L’anticipation et la planification permettant à chacun de savoir, de comprendre et de s’inscrire dans le cours des évènements. La force qui naît d’une architecture pensée, analysée et des perspectives tracées offre une meilleure capacité de réaction dans une situation exceptionnelle, de crise.

Beaucoup (trop?) d’élus se placent dans la réaction à l’émission qu’ils partagent avec l’opinion. L’absence de réaction de ma part ou l’absence de l’expression d’une réaction de ma part à certains événements dans le grand concert collectif de ces émotions étalées ne veut pas dire que je n’en ai point. Cela veut dire que j’essaie toujours de garder mes distances et de rester insensible aux circonstances. Cette façon d’aborder chaque décision à prendre va me permettre de la remettre dans des perspectives long terme et de vérifier qu’elles s’y inscrivent vraiment.

C’est sur ces bases que j’avais proposées à la directrice du centre hospitalier intercommunal de l’Est Var et son adjoint de m’accompagner au ministère de la Santé au cours d’une réunion que j’avais sollicités pour défendre des investissements importants dans l’équilibre régional de la carte des soins.

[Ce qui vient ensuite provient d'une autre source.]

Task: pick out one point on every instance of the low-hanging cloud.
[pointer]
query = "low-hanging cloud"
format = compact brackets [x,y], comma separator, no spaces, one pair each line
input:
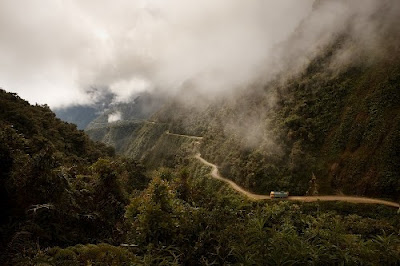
[52,51]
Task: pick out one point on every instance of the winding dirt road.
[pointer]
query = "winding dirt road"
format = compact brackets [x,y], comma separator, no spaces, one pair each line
[215,174]
[185,136]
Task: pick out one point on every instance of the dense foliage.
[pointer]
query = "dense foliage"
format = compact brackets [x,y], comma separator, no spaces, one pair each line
[187,219]
[55,186]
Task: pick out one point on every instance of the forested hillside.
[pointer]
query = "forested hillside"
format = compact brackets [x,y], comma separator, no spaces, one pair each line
[67,206]
[322,120]
[57,186]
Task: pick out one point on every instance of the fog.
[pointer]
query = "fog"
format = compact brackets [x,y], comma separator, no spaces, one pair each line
[56,52]
[53,51]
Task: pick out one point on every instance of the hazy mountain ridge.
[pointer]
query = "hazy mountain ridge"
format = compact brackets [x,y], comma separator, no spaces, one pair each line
[337,118]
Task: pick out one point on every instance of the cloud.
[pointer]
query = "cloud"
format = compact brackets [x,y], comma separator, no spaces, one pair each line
[114,117]
[52,51]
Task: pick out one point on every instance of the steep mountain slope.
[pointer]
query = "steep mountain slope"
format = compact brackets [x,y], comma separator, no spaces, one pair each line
[117,125]
[56,184]
[337,120]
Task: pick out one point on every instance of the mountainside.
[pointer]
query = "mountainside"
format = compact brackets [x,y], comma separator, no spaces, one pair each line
[56,184]
[337,120]
[118,125]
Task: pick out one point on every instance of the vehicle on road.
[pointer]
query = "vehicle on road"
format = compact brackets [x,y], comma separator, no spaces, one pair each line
[278,194]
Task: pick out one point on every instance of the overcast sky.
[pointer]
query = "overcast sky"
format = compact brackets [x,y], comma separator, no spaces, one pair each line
[52,51]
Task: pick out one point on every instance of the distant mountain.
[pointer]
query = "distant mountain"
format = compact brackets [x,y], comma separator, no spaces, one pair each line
[337,119]
[117,125]
[79,115]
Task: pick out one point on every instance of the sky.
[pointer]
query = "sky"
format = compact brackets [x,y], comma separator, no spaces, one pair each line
[54,52]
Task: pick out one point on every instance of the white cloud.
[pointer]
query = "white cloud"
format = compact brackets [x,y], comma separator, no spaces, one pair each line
[114,117]
[51,51]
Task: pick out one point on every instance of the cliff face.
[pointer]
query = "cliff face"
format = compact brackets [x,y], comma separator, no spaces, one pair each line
[335,115]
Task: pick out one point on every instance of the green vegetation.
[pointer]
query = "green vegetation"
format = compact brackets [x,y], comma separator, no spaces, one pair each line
[341,125]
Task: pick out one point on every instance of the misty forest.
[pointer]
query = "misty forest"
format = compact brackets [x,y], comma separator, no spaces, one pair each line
[228,132]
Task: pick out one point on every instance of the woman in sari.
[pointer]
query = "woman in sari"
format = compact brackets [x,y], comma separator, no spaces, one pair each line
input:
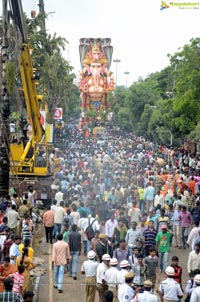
[28,264]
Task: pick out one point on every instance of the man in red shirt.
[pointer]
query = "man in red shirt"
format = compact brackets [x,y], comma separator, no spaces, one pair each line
[177,269]
[48,220]
[185,218]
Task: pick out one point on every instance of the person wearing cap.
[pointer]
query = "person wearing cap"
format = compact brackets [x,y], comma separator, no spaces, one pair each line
[132,235]
[100,276]
[6,269]
[163,241]
[169,289]
[194,260]
[110,226]
[7,294]
[89,269]
[152,262]
[149,195]
[122,252]
[28,296]
[147,295]
[195,293]
[124,269]
[139,269]
[108,296]
[27,244]
[60,257]
[134,213]
[14,249]
[111,277]
[150,237]
[126,292]
[103,246]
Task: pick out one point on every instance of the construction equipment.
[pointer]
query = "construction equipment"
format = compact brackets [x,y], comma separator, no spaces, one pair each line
[29,159]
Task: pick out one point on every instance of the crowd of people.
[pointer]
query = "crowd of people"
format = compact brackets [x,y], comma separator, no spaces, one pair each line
[123,202]
[16,251]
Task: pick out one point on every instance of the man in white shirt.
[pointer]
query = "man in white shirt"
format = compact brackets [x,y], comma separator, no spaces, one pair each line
[194,260]
[59,197]
[89,269]
[101,269]
[75,215]
[147,295]
[111,277]
[169,288]
[132,236]
[124,269]
[13,218]
[58,218]
[110,225]
[196,291]
[126,292]
[134,213]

Les dossiers que nous avons défendus avec sagesse s’inscrivent dans une logique que j’avais eu l’occasion de porter lorsque je n’étais qu’un collaborateur dans le début des années 2000. Nous avions à l’époque anticipé avec succès et intelligence un besoin en coronarographie et en oncologie qui permet à notre bassin charnière entre les Alpes Maritimes et les Bouches du Rhône, la Côte d’Azur et la Provence, d’apporter à une population toujours plus nombreuse de recevoir une offre de soins de très haute qualité. Quinze années après la fierté m’ habitait lorsque m’était donnée la possibilité de consolider ces investissements par une poursuite de cette logique et la programmation d’équipements qui permettront à cette région de rester en pointe dans le domaine médical pour les décennies à venir.

C’est avec la même énergie que j’ai commencé l’année en recevant à l’Assemblée nationale Philippe Béleval, le président du Centre des Monuments nationaux, pour évoquer avec lui cette ambition qui m’habite depuis longtemps d’exhumer le Port romain de Forum Julii.

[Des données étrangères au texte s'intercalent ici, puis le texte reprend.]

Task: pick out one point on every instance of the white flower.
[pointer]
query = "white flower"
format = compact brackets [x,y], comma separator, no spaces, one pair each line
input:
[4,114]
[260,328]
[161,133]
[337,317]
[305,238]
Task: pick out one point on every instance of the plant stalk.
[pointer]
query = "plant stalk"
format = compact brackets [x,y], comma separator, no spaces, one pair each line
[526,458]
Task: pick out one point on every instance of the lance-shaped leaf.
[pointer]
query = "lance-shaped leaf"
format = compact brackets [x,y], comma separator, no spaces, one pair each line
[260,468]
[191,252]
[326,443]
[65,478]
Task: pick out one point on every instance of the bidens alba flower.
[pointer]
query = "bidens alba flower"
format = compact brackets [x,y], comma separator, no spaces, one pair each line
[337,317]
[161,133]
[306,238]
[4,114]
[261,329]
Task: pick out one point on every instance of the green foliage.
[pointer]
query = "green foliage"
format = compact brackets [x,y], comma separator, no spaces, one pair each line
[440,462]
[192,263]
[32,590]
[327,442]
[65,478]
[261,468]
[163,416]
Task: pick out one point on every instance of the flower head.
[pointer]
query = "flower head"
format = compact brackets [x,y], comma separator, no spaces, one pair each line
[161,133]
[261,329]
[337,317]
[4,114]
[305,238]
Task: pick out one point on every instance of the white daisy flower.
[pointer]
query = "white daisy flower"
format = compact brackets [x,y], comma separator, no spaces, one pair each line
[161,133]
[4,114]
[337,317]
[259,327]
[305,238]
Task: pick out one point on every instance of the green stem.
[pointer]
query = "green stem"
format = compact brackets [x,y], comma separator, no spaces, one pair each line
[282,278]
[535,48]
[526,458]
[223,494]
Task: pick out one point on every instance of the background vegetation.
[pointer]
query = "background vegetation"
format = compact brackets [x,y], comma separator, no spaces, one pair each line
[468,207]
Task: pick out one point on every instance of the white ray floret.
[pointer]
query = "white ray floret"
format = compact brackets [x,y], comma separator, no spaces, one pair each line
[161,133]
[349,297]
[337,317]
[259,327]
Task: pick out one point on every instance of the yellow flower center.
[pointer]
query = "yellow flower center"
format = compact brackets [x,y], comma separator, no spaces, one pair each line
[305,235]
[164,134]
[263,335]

Ce site portuaire romain est absolument unique en France et probablement la grande réserve archéologique de Méditerranée. Sa mise à jour et son classement au patrimoine de l’humanité seraient une perspective tellement plus belle que la dilapidation d’un patrimoine foncier et naturel à laquelle se livrent des élus du Front national incapables par nature comme par philosophie politique d’offrir autre chose qu’une vue court-termiste de l’avenir.

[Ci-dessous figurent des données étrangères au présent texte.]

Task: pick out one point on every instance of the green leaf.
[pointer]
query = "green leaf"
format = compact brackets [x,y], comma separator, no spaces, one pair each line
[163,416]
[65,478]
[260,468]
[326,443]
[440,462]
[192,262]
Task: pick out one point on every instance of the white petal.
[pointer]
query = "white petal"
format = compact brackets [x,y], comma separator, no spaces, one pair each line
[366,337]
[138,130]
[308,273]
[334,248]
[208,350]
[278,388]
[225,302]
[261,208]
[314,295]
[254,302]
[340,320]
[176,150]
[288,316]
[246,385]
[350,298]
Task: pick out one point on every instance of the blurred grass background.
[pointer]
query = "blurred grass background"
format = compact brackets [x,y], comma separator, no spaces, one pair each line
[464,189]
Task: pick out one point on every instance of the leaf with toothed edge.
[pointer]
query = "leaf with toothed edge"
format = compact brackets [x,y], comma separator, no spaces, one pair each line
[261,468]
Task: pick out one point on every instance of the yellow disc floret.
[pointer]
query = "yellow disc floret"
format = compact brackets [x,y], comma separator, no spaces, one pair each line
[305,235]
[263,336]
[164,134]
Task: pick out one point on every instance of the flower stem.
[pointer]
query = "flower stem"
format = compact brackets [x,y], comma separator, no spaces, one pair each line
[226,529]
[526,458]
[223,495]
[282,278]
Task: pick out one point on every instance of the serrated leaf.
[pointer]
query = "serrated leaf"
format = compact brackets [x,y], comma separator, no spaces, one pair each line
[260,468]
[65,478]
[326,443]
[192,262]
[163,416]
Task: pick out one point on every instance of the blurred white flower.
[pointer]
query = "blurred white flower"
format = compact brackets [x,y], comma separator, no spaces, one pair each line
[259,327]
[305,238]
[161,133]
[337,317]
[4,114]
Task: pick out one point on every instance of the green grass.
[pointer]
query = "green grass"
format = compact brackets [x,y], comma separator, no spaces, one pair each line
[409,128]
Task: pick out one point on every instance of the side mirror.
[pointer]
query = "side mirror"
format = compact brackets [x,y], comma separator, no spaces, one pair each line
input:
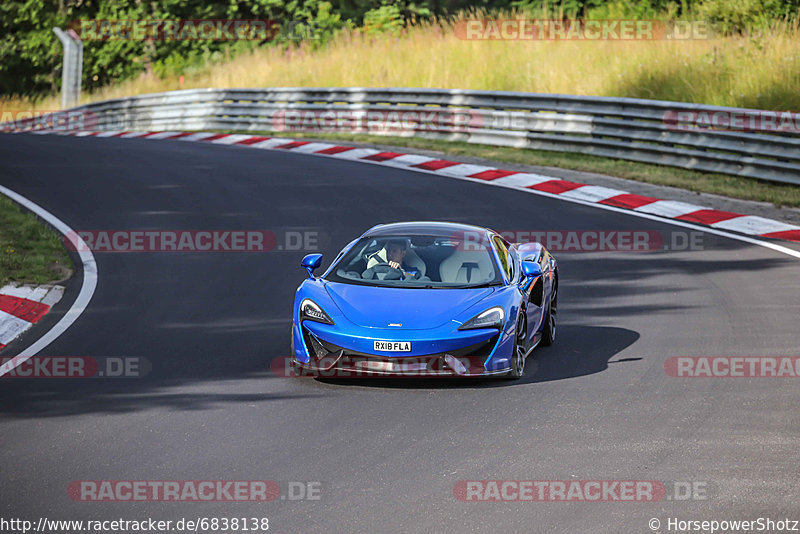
[531,269]
[311,262]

Préserver, protéger, renforcer, le patrimoine naturel et historique de nos territoires c’est s’inscrire dans la volonté de transmettre aux générations futures une richesse dont nous ne sommes pas les propriétaires, mais seulement dépositaires.
C’est nous inscrire dans une politique au long court qui dépasse nos existences.
Un moyen de renoncer plus facilement à tout ce qui au fond n’est pas si important.